The daughter of a dairy farmer and auctioneer, Posy Simmonds grew up in Berkshire. After attending Central Saint Martin’s College of Art and Design in London she was determined to find work as an illustrator and eventually got her break with a commission to produce a cartoon for The Sun newspaper. Her extraordinary ability to observe and depict the humour in the minutia of daily life propelled her career, and saw her contributing to The Times, The Spectator, Cosmopolitan and The Guardian, as well as to Harper’s Magazine in America. In 2002 she was made a Member of the British Empire for her services to the newspaper industry.
Tamara Drewe, originally a serialised cartoon strip for The Guardian, is her first film. However, even though drawing a graphic novel is in many ways like writing a film, she had no idea that it might one day become one. She hadn’t realised that her chosen art encompasses many of the talents that come together to make a film. “You choose the locations, do mixed sketches, do the costumes and cast the characters”, she says. “You draw the faces, changing the noses or other features until somehow one of them leaps out and you think ‘yes, I know you’. And then you write the script. You get the characters to act, you do the close-ups, the long shots. I hadn’t realised how filmic the whole process is.” It has its occasional not so subtle differences though. She recalls an incident where Stephen Frears pointed out that it was much easier for her to change a scene to snow for example, whereas for him to recreate such a change on film was a huge undertaking.

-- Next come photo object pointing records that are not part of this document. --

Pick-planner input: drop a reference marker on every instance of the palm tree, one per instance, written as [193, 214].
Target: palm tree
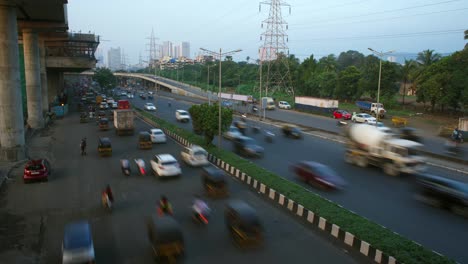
[427, 57]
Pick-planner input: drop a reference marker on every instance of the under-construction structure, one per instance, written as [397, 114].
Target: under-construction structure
[273, 55]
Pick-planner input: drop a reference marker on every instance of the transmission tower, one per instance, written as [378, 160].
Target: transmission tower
[273, 55]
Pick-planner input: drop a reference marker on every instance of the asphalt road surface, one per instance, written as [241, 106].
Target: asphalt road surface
[34, 215]
[370, 193]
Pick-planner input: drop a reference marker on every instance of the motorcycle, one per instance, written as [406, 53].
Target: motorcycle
[125, 166]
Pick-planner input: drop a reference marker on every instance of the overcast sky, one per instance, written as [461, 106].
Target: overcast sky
[314, 27]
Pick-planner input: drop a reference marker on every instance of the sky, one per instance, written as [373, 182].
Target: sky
[318, 28]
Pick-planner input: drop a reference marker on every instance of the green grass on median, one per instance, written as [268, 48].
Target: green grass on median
[404, 250]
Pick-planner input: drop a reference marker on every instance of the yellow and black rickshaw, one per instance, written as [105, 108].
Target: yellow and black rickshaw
[83, 117]
[104, 147]
[243, 224]
[166, 238]
[144, 140]
[214, 181]
[103, 124]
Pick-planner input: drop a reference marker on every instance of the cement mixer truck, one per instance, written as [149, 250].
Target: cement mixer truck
[367, 145]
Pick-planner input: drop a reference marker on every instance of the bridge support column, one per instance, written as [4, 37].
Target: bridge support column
[11, 106]
[32, 68]
[44, 88]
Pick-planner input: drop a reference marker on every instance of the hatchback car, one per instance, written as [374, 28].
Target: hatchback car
[157, 136]
[77, 246]
[364, 118]
[318, 174]
[36, 170]
[164, 165]
[338, 114]
[150, 107]
[182, 116]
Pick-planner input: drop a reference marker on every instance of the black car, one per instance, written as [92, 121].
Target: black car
[443, 192]
[248, 147]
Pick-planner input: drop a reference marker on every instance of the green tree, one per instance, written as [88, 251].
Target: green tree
[105, 78]
[205, 120]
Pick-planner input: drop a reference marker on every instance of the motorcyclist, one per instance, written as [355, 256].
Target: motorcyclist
[164, 206]
[83, 146]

Most fiction writers tend to be asked if their characters come from real life and Posy Simmonds admits that many of hers may be inspired by, or have parallels with, people she has observed over the years. Many years in the literary world have allowed her to observe the funny, the sad and the outright ridiculous situations that people can find themselves in. The story of Tamara Drewe is set around a writers’ retreat in the country, where novelists and other writers come to be pampered while they craft their art. It is run by Beth Hardiman, whole adulterous husband Nicholas is a relatively successful novelist himself. Hard working and long suffering Beth, living in a constant state of mistrust and jealousy, sends her husband off to a literary festival muttering, ‘I hate festivals… rutting grounds of viciousness, jealousy, vanity, disgusting displays of male ego – well, and female’. Posy Simmonds’ ability to work with both words and images adds a wonderful dimension to the story. Two havoc creating teenagers in the book, Jody and Casey, remind her of teenagers she has seen on various busses. “When some of the children come out of school and get a bus across London, it’s as if they put on a mini circus for the rest of the bus” she says. “They talk incredibly loudly, absolutely yelling into their mobile phones. They shout about how they ‘got well bladdered last night’ or ‘pissed’ out of their heads. And some of it you know is bravado… though some of it might be true. And of course the language is extraordinarily ripe.”
The film came about when a production company bought an option from her agent. Moira Buffini wrote a script, and Stephen Frears, having read it on a plane to New York, agreed to direct it. Posy is very impressed with the resulting film saying “Stephen has done an amazing job, because, although he has made his own film, it is incredibly close to the book.” Not to detract from people’s enjoyment of the film she doesn’t let on what changes have been made, but hints that, although much of the dialogue is the same, there are changes that she feels do enhance what has been billed as a lustful and humorous story.